Un moment, comme je lui disais que j'avais opté pour telle solution de logement partagé avec des proches avec lesquels je m'entendais bien, afin de n'être pas astreinte à un travail à plein temps pour assurer un loyer parisien, elle eut un rictus méprisant et me dit : « c'est une solution de facilité ».

J'eus d'abord la pulsion de me défendre, de prouver qu'au contraire, c'était une solution réfléchie, aboutie, même si pas forcément éternelle. Au moment d'ouvrir la bouche pour récriminer, je vis le fiel de son regard, la médiocrité de son visage et je me retins. Allai-je dépenser du souffle, de l'énergie, des mots, de la syntaxe, des expressions faciales pour meubler un quart d'heure de la vie de cette femme ? Alors je dis :

« Oui, c'est ça. J'ai vu que la vie était difficile et je me suis dit, fournir des efforts me pompe l'air, il faut que je trouve la solution de facilité ».

Elle écarquilla les yeux et la bouche, révulsée de mon absence de honte de moi. « Et tu crois que c'est bien, de se rabattre sur des solutions de facilité ? Il faut être exigent dans la vie. Tout le monde fournit des efforts, et toi tu choisis la solution de facilité ? »

En mon cœur, la haine bouillait tellement que j'ai éteint le feu. Autant de haine, c'est à dire autant de sentiment pour une femme qui ne m'intéresse pas et qui nuisait à mon bien-être ? Non, c'était inutile. J'allongeais mes jambes, appuyais mon dos sur le dos du fauteuil, reprenais une gorgée du whisky que l'homme que j'étais venue voir, ce héros (il la supporte au quotidien) m'avait généreusement servi, et je répétais, un peu lascive : « Ouais, je choisis la solution de facilité. Ça me fait chier de me faire chier ».

Son visage, cette fois, fit le chemin inverse : ses yeux se plissèrent, sa bouche se ferma, de petits plis piqués formèrent une expression revêche. Elle ressemblait à un oxymore : hautaine sans hauteur. Nous la quittâmes et sortîmes dîner dans le quartier. J'oubliais momentanément cette conversation déplaisante ; pourtant, elle revint la nuit suivante, me hanta les jours d'après.

C'est ainsi que l'idée de la solution de facilité m'est venue, sans la chercher, au cours d'un conflit de petite taille qui m'a ouvert une porte.
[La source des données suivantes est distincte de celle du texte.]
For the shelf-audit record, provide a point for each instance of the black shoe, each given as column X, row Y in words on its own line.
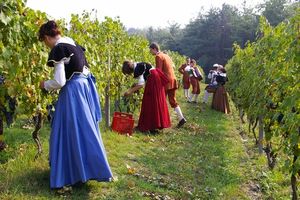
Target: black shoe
column 181, row 123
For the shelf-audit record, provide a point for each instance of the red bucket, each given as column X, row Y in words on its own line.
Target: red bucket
column 122, row 123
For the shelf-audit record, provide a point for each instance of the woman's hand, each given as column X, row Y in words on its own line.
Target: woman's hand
column 42, row 84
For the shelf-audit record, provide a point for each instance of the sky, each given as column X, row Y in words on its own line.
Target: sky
column 135, row 13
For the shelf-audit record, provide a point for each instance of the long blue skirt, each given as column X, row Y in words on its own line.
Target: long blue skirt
column 77, row 152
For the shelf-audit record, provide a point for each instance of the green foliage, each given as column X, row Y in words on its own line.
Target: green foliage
column 23, row 57
column 264, row 81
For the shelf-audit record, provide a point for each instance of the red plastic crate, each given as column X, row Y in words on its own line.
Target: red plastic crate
column 122, row 123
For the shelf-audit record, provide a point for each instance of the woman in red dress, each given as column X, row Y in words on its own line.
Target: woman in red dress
column 154, row 111
column 220, row 98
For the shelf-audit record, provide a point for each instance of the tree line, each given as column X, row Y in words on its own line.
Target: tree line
column 209, row 37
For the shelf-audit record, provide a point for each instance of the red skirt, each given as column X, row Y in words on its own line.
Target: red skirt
column 154, row 112
column 195, row 85
column 220, row 100
column 186, row 81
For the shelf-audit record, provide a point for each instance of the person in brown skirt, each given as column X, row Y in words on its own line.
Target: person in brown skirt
column 220, row 98
column 195, row 77
column 184, row 70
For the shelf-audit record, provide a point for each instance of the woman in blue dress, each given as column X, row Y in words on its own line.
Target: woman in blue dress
column 77, row 153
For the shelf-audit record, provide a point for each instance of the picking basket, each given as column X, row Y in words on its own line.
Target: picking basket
column 122, row 123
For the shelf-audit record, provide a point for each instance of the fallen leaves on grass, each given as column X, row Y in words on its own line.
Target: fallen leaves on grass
column 156, row 196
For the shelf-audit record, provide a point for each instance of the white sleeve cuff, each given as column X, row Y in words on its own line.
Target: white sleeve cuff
column 59, row 78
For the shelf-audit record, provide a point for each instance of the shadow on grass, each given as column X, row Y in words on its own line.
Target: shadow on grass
column 196, row 161
column 35, row 184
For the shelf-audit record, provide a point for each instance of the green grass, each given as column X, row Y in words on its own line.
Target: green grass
column 204, row 160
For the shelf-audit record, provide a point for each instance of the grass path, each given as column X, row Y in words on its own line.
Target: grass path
column 204, row 160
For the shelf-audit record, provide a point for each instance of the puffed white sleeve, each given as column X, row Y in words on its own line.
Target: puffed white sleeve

Car, les jours suivants, je m'interrogeais, je sondais les gens que je rencontrais, je voulais savoir : au fond, sur le plan moral, spirituel, sociétal, sur tous les plans de la vie, est-il vraiment abject d'opter pour la solution de facilité ? Que lui reproche-t-on, à la facilité ? Que reproche-t-on en outre à une solution ?
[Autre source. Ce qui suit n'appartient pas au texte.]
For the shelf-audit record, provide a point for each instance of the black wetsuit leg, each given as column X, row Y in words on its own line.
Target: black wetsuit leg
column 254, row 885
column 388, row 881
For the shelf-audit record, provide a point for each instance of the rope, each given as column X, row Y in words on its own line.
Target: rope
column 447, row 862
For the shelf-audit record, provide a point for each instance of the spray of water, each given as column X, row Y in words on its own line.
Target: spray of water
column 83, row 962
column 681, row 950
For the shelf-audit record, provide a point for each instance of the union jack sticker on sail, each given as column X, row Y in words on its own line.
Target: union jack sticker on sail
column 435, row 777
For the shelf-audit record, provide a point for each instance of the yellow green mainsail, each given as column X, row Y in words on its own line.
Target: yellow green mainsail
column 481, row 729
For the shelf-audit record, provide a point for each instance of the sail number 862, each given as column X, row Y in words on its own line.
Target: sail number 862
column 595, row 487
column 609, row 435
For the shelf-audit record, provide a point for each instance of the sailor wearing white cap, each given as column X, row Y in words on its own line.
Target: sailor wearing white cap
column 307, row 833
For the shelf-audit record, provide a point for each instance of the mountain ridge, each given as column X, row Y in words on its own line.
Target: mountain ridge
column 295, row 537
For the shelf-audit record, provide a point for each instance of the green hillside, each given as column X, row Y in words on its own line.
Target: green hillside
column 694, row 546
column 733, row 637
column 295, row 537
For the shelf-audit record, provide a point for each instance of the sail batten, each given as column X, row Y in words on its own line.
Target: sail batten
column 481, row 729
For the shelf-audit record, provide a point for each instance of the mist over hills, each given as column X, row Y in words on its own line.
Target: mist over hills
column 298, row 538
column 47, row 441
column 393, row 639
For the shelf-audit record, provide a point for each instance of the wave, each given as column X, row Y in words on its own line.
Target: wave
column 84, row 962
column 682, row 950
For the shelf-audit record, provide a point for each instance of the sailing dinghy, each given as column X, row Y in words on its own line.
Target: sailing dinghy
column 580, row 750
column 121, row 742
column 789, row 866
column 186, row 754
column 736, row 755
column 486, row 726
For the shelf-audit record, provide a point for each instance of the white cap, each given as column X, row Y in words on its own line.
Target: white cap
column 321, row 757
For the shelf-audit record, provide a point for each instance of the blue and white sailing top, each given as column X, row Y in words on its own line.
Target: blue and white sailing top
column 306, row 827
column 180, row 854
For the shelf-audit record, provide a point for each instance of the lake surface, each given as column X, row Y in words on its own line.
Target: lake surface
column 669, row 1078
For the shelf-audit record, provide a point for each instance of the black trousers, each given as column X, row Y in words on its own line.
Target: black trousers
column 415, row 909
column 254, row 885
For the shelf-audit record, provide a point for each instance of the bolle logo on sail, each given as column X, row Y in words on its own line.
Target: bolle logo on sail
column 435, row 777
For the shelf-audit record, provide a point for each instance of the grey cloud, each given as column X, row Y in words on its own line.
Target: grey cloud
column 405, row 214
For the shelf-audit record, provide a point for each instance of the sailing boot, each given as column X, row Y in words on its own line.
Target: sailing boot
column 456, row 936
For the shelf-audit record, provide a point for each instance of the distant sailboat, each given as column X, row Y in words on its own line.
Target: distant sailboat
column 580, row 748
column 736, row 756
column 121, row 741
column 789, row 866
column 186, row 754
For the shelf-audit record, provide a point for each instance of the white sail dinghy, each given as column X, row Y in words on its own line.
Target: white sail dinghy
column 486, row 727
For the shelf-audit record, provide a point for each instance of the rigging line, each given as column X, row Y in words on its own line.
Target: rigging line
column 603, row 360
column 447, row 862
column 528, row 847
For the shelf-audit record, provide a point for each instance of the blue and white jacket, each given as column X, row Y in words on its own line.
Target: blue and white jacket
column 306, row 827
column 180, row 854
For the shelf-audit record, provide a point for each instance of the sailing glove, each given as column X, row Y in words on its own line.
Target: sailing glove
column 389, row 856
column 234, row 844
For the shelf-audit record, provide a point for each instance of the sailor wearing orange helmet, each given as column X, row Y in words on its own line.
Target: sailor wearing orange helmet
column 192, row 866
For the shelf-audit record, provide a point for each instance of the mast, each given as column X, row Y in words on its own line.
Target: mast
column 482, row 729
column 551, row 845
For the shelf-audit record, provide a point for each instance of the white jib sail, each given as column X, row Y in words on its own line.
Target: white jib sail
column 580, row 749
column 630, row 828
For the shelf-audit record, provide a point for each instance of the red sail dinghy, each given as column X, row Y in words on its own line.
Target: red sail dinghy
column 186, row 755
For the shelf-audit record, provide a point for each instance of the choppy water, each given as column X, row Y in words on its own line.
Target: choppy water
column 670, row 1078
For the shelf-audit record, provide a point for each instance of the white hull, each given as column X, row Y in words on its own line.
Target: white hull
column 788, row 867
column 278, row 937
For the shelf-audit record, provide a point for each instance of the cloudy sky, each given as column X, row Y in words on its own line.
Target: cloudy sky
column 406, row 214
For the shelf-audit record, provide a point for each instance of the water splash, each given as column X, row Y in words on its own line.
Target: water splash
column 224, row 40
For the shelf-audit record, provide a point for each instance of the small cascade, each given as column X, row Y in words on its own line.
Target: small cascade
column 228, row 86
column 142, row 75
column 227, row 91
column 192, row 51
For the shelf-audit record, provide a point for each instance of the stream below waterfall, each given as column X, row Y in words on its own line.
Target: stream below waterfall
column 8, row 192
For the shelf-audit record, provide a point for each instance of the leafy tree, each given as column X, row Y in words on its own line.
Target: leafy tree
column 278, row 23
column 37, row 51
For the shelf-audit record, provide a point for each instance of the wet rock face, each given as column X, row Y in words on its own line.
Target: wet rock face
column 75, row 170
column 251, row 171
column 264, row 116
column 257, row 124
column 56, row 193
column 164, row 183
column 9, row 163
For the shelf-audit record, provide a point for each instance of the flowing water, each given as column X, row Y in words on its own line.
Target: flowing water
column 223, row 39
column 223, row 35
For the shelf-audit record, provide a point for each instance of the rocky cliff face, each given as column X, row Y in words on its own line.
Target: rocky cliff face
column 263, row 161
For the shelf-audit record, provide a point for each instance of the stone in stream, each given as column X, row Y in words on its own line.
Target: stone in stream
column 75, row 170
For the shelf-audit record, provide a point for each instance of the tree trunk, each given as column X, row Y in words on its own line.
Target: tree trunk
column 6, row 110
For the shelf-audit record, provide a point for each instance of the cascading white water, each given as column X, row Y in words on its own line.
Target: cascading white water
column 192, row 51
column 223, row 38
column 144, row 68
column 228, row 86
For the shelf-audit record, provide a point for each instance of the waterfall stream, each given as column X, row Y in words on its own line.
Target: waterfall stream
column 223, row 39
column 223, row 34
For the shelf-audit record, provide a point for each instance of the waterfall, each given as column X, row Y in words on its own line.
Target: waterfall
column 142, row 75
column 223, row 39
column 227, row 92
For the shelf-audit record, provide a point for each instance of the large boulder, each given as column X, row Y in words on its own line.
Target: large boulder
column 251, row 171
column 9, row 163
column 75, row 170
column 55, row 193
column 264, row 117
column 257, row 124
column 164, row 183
J'ai trouvé beaucoup de gens pour me dire que la difficulté était mère de toutes les vertus et la facilité mère de tous les vices, mais jamais un argument n'accompagnait leur sentence vertueuse. J'ai observé autour de moi les gens qui menaient une vie pénible et pleine d'efforts, et ceux qui se la coulaient douce, et n'ai pas trouvé de corrélation entre la première voie et la vertu, pas plus qu'entre la seconde et le vice.
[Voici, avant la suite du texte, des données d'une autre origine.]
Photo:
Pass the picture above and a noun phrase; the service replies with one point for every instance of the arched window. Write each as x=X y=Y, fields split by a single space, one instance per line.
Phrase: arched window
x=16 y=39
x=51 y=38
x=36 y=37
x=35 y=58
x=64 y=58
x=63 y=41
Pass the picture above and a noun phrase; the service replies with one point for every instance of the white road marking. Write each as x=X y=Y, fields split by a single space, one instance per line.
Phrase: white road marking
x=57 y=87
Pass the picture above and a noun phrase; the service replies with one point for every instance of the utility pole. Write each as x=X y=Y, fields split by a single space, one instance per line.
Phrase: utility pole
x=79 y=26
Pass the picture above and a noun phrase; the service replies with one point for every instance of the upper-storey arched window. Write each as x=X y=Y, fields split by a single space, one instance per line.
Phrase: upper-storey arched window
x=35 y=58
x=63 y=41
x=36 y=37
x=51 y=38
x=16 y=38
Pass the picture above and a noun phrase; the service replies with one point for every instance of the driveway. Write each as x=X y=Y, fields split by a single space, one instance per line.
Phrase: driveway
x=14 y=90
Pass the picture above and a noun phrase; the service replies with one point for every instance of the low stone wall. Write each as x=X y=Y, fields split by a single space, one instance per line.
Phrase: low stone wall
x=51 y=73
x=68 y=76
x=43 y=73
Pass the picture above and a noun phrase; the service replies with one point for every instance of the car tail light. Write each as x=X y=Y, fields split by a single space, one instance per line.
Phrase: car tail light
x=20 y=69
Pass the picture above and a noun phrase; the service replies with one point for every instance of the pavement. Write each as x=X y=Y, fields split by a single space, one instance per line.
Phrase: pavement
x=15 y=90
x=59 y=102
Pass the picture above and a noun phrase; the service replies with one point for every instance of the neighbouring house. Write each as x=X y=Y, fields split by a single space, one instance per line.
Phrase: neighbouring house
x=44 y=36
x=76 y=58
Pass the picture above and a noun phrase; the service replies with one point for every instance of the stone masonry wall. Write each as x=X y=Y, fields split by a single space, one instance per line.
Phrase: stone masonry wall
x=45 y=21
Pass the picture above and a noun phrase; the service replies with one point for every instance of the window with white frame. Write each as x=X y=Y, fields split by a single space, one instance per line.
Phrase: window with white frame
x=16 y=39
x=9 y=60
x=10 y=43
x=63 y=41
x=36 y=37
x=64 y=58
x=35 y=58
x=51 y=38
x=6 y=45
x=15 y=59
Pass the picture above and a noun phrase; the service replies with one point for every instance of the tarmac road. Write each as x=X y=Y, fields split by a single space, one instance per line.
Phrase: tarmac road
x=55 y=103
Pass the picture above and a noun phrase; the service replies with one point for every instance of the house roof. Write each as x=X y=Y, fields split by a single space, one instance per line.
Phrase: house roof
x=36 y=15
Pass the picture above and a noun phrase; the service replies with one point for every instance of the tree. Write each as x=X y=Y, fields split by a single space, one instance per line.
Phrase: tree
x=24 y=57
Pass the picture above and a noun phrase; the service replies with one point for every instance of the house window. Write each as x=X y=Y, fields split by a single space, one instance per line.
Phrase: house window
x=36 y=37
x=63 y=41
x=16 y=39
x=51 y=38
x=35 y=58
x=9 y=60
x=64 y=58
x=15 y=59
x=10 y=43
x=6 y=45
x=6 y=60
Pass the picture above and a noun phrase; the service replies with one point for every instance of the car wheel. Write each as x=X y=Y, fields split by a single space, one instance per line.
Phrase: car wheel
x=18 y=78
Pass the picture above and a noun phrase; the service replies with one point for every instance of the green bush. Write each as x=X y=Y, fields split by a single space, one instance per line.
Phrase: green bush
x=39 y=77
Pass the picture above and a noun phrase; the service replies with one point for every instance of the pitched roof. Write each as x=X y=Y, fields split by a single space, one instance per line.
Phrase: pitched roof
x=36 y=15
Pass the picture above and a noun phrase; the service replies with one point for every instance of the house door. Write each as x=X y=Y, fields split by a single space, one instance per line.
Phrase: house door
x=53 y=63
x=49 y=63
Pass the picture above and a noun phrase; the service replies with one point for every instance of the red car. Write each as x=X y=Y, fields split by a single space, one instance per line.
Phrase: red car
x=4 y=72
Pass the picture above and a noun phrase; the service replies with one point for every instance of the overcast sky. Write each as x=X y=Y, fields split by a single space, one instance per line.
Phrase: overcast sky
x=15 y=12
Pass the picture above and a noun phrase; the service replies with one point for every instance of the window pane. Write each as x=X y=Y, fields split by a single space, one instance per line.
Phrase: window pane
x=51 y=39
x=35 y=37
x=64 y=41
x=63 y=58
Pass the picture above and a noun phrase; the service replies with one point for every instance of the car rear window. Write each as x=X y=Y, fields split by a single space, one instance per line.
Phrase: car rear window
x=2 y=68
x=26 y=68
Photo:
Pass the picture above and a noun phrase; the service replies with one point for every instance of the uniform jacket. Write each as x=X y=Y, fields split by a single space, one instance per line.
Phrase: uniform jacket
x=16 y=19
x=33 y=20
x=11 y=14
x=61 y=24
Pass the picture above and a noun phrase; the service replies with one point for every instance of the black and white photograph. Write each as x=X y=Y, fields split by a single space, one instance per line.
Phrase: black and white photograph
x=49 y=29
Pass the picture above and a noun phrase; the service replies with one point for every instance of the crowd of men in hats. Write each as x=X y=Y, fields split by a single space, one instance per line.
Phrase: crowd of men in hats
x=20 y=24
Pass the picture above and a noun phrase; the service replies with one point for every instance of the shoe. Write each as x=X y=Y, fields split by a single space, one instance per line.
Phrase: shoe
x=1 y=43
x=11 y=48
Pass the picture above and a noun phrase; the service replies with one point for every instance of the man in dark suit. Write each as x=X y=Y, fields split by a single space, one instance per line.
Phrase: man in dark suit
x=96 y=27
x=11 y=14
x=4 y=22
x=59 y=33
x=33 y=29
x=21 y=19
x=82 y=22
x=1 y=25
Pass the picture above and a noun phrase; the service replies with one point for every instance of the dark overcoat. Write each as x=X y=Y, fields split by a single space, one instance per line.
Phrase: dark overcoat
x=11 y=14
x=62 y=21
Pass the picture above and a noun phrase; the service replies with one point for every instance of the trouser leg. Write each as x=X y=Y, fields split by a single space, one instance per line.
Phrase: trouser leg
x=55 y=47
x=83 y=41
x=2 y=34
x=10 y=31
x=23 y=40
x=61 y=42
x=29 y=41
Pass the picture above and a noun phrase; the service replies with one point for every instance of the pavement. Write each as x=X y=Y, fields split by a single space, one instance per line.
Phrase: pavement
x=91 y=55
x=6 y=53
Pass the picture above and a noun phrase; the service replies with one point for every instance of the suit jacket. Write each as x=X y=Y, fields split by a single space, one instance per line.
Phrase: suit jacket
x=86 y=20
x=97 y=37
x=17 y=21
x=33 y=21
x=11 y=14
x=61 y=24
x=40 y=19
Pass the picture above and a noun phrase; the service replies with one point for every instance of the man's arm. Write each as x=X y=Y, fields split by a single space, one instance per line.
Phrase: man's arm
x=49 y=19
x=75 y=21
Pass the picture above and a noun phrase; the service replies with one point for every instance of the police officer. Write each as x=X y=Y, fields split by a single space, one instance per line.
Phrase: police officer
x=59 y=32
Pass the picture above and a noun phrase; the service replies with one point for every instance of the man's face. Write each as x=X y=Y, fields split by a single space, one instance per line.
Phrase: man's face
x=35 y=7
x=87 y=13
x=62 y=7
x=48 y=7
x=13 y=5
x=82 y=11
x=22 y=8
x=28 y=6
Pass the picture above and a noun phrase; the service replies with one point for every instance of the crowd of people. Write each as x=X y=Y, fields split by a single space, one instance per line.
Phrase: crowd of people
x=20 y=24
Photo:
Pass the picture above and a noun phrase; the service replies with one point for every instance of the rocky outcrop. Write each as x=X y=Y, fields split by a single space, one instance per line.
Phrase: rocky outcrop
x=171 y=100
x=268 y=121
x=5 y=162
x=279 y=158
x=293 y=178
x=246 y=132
Il m'a semblé alors que, réellement, la facilité peut être une solution, de même que la meilleure solution peut être la plus facile. C'est comme ça que m'est venue l'idée de prendre une vie sabbatique.

Je ne savais pas alors à quel point j'aurais à fournir d'efforts de réflexion, de formulation, de recherche, de tâtonnements, de développement personnel, de quête spirituelle, de tentatives professionnelles avant d'aboutir à l'orée d'un univers où, oui, la solution de facilité est possible.

Je ne savais pas alors à quel point la solution de facilité nécessite autant d'efforts de création, efforts qui ne ressemblent pas assez aux efforts scolaires pour être accessibles à ceux qui la méprisent autant, embourbés qu'ils sont dans leur application à l'effort sans cesse recommencé, à l'effort imposé par le monde extérieur. La route de la vie sabbatique est longue, et je n'ai pas encore atteint le rivage du paradis, mais je crois que cette quête vaut la peine.